La hechicera fumaba tabaco liado. Ted olfateó para ver si era mota, pero no. Lo hacía en una larga pipa de madera al estilo de sus antepasados. Nos hizo sentar sobre la tierra.

- Que los trae por aquí- dijo la hechicera. Su voz sonó menos cordial que moderna. Esto debió pasar porque todos creímos que nos iba a hablar en una mezcla extraña de sioux.

- Se lo ve saludables. Algún conjuro de amor quizá- preguntó mientras ninguno de nosotros se animaba a contarle lo que nos pasaba.

Fue Ted finalmente quien expuso nuestro padecer. La vieja lo escuchó atentamente. A cada palabra de Ted mi rostro enrojecía de vergüenza. Hubiese deseado que me tragase la tierra cada vez que Ted repetía que nos habíamos tirado a un marica. Ted terminó su relato. La vieja quedó en silencio un momento y se retiró del lugar. Al rato ingresó con un bote repleto de heces de cerdo. Nos dijo que era muy grave los que nos sucedía y que el tratamiento ha que nos sometería sería arduo. La noche comenzaba a caer. Había una paz inmensa en la granja. Solo se oía en canto de los pájaros y algún que otro bostezo de los cerdos. La vieja nos condujo por un sendero pedregoso hasta llegar a una enorme ciénaga. Miles de moscas la sobrevolaban. Desde donde estábamos la ciénaga parecía no solo estar llena de fango sino de excrementos. Nos dijo que nos desnudemos. Ted me miró y yo a James. Quedamos en calzones.

- Tienen que quitarse todo si quieren que esto resulte bien, dijo la vieja.

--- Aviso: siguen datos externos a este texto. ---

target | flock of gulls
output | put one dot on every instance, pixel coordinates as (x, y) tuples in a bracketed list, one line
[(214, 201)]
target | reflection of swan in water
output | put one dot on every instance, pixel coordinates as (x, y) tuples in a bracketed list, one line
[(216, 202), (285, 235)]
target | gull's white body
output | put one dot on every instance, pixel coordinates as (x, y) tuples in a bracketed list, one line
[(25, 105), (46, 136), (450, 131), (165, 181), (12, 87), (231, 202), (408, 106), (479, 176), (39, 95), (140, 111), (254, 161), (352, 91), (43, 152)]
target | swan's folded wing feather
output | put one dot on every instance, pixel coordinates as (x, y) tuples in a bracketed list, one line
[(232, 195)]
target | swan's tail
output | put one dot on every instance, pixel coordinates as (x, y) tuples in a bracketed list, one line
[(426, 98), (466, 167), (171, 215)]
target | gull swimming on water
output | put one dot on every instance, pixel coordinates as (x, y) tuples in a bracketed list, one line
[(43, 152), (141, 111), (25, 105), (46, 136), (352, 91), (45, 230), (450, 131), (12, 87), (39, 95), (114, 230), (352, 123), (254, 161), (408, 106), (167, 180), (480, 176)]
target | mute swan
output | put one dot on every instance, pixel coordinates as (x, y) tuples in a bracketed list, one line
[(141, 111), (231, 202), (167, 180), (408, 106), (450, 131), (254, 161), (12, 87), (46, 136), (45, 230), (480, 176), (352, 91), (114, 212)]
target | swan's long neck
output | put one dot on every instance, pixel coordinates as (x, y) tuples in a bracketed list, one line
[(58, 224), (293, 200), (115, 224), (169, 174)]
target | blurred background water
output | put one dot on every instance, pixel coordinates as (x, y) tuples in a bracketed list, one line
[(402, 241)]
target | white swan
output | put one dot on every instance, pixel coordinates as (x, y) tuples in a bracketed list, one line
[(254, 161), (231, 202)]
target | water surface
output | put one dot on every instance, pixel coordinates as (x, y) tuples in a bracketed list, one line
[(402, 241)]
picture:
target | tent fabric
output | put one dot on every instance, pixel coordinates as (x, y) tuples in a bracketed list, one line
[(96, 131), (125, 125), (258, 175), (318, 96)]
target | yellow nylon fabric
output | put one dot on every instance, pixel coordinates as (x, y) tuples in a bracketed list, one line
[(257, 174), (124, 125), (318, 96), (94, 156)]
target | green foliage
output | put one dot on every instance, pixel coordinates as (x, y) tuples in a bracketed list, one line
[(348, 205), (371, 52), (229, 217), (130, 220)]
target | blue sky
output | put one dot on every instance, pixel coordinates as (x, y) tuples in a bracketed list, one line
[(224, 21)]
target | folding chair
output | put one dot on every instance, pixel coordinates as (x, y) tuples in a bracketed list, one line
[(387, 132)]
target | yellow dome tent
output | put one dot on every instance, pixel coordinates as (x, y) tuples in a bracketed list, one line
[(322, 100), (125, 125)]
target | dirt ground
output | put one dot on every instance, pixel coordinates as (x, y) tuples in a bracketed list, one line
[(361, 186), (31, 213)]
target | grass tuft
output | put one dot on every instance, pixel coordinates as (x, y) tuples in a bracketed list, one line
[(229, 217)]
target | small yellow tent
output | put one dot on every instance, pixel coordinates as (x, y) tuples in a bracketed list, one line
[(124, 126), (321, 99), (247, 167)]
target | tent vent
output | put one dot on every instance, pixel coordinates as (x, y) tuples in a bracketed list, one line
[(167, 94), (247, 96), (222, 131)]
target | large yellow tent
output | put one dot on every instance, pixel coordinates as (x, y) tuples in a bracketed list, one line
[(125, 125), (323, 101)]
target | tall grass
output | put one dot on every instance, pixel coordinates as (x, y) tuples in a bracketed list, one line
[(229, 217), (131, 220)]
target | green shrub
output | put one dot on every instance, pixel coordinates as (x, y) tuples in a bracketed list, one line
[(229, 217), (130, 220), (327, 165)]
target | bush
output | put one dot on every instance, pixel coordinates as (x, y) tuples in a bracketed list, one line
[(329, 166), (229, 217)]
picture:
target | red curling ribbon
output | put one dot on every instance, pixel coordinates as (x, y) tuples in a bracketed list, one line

Ayudada por el muchacho negro amarró una gruesa cuerda a un fornido alerce. Nos dijo que nos tomemos de la cuerda y que comenzamos a descender a la ciénaga. No les pasara nada, dijo. Al principio les dará repulsión el fango pero enseguida se acostumbraran. Eso sí, nos recalcó no se larguen en ningún momento de la cuerda. La ciénaga es muy profunda. Deben permanecer toda la noche aquí. Dijo esto y arrojó sobre nuestras cabezas el bote con las heces de cerdo. Luego hizo unas señas hacia al cielo mientras exclamaba una graves palabras incomprensibles. Antes de retirarse nos dijo que no temamos a los caimanes. Son pequeños y cobardes. Hill se quedará a controlarlos para que ninguno se les acerque. Vinos al muchacho negro blandir un madero en sus brazos en señal de que si alguno se aproximaba el mismo se encargaría. Debo comentar la noche que pasamos? Debo comentar los que parecían nuestras tres cabezas asomando sobre ese mar hediondo mientras escuchábamos como cada diez minutos Hill daba cuenta de algún maldito caimán? Debo comentar la luz de la luna revelándonos el lugar, haciéndolo más real cuando en realidad podría haber sido una noche cerrada donde no divisáramos nada y todo se asemejara a una pesadilla corriente? Creo que no es conveniente. Hay cosa que un hombre debe callar. Siempre me lo decía mi padre. Se conserva más nuestro honor en mientras estamos en silencio. Solo cuento esta historia a personas que expresen una máxima garantía de confidencialidad, a personas que ya se han hecho parte de mi vida y que se que siempre de algún modo u otro estarán a mi lado. Suelo contarlo cuando estas personas sentadas en el living de mi casa degustando una barbacoa y tomando un trago miran hacia la vitrina de cristal y me preguntan por la dama china de la sombrilla. Donde has obtenido semejante pieza de porcelana. Es una larga historia suelo comenzar a decir.